Suara.com - Peneliti dari lembaga Institute Criminal Justice Reform, Anggara Suwahju, menolak kebijakan Kementerian Komunikasi dan Informatika memblokir situs yang dianggap berisi konten ajaran radikal, apalagi tidak didahului dengan perintah dari pengadilan.
"Kami menentang pemblokiran sewenang-wenang tanpa proses hukum yang adil, apalagi pemblokiran situs tanpa adanya perintah dari pengadilan.
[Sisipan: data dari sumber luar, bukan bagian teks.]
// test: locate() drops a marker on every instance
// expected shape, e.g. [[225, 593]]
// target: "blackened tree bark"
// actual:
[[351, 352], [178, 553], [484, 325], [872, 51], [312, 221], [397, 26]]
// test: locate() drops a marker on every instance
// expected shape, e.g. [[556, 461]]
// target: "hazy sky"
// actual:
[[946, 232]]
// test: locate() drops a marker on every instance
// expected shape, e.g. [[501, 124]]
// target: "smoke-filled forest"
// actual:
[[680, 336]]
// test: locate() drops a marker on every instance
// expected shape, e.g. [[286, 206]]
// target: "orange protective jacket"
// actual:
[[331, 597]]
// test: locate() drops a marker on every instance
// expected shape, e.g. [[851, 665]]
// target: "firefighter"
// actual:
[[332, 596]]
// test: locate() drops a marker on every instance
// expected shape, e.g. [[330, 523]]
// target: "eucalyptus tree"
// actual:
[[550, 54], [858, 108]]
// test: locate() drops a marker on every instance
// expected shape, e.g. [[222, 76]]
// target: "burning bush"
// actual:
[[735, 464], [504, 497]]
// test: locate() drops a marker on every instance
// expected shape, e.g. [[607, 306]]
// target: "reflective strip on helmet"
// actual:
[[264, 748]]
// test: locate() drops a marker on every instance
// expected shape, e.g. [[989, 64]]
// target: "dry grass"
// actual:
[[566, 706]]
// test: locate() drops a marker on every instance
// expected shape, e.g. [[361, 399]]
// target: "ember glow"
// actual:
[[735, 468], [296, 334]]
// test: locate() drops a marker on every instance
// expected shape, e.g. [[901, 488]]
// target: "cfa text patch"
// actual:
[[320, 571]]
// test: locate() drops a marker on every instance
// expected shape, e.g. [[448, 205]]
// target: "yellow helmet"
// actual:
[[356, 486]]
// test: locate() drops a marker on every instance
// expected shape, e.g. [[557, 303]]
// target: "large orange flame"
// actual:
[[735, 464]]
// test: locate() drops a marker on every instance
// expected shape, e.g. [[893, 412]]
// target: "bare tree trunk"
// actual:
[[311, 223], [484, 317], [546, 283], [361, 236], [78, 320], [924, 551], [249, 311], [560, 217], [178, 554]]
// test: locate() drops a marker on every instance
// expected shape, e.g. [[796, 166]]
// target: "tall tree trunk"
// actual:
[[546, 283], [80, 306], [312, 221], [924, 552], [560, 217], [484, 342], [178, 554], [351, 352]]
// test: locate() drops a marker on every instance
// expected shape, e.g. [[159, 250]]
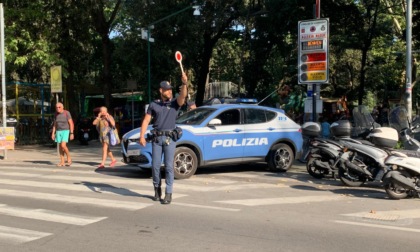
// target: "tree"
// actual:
[[103, 16]]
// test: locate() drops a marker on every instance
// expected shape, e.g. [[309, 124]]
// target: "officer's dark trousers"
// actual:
[[159, 148]]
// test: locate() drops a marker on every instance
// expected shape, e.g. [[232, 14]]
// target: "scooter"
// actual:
[[403, 179], [321, 155], [398, 119]]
Pemblokiran situs internet tanpa pengaturan yang jelas dan transparan akan membawa konsekwensi yang besar terhadap adanya kemungkinan kesalahan melakukan pemblokiran," kata Anggara di Kedai Tjikini, Jakarta Pusat, Selasa (31/3/2015).
Dia menambahkan apabila pemerintah ingin melakukan pemblokiran, harus tetap berdasarkan acuan undang-undang. Ia menilai Peraturan Menteri Kominfo Nomor 19 Tahun 2014 tentang Penanganan Situs Internet Bermuatan Negatif yang dijadikan dasar pemblokiran situs, tidak kuat.
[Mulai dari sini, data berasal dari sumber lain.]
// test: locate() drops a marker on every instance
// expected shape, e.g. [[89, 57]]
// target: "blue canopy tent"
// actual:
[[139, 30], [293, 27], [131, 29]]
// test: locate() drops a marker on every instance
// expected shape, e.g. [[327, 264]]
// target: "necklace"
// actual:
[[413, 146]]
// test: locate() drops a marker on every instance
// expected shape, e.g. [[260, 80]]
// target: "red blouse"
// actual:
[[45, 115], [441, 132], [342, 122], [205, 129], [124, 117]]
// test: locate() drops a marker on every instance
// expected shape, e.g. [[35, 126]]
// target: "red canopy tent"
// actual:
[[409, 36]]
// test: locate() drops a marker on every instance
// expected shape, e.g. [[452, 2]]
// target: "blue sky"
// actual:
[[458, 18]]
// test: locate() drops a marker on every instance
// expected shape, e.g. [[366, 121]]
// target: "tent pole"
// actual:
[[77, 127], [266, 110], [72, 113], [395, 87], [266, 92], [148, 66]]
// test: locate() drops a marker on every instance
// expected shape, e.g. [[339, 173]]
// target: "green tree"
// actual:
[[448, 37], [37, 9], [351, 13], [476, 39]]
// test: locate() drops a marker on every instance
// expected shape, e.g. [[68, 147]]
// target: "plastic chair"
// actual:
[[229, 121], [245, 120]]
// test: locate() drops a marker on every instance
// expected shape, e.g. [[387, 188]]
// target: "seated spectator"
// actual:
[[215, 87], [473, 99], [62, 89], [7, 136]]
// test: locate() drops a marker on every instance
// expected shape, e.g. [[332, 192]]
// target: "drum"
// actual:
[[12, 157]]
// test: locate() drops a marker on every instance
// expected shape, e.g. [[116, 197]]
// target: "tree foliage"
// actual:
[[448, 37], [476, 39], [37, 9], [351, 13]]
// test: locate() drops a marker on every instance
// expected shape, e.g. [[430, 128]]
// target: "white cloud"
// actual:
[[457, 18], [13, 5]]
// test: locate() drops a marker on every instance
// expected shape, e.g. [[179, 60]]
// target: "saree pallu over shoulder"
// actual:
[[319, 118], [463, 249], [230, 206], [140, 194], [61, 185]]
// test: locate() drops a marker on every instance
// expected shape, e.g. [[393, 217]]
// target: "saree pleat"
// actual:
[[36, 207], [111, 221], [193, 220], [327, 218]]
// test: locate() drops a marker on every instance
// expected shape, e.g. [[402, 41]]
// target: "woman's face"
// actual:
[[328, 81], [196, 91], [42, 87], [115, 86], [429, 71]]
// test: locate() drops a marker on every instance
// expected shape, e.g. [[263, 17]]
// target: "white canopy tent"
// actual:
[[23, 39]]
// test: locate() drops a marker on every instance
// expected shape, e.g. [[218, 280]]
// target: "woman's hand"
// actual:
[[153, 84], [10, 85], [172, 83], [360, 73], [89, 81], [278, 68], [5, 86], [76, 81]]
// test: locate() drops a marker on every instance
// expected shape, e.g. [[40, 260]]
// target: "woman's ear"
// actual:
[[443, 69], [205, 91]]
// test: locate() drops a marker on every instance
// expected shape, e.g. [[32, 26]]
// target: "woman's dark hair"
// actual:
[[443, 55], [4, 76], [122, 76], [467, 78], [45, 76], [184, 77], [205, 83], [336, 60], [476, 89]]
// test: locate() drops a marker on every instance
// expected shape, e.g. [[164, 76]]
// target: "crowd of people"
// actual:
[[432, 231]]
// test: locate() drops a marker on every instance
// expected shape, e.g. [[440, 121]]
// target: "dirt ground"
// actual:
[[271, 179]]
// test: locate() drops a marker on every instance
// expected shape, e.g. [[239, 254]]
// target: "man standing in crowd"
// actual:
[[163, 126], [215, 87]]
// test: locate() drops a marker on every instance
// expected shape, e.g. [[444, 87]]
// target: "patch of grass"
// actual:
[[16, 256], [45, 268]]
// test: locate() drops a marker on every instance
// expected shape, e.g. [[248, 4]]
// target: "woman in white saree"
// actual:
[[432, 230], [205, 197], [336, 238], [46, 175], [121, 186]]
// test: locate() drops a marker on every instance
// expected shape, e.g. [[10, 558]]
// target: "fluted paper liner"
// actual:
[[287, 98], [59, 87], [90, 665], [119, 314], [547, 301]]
"Apalagi, kan Permen tersebut sedang diuji di Mahkamah Agung, seharusnya Kominfo tidak menggunakan peraturan atau dasar hukum yang sedang diuji di MA sebagai dasar melakukan pemblokiran," Anggara menambahkan.
Di tempat yang sama, aliansi masyarakat sipil yang tergabung dalam Sahabat untuk Informasi dan Komunikasi yang Adil menuntut DPR dan pemerintah segera merombak UU Informasi dan Transaksi Elektronik menyusul maraknya pemblokiran situs secara sepihak.
Juru bicara aliansi, Murjaba Hamdu, menilai UU ITE banyak menjebak serta memonopoli infrastruktur informasi.
"SIKA menegaskan, UU ITE seharusnya tidak mengatur ketentuan pidana konvensional, seperti pidana kesusilaan, pencemaran nama baik,ancaman kekerasan, dan penyebaran kebencian berlatar SARA harus dikembalikan ke Kitab Undang-Undang Hukum Pidana," kata Mujtaba.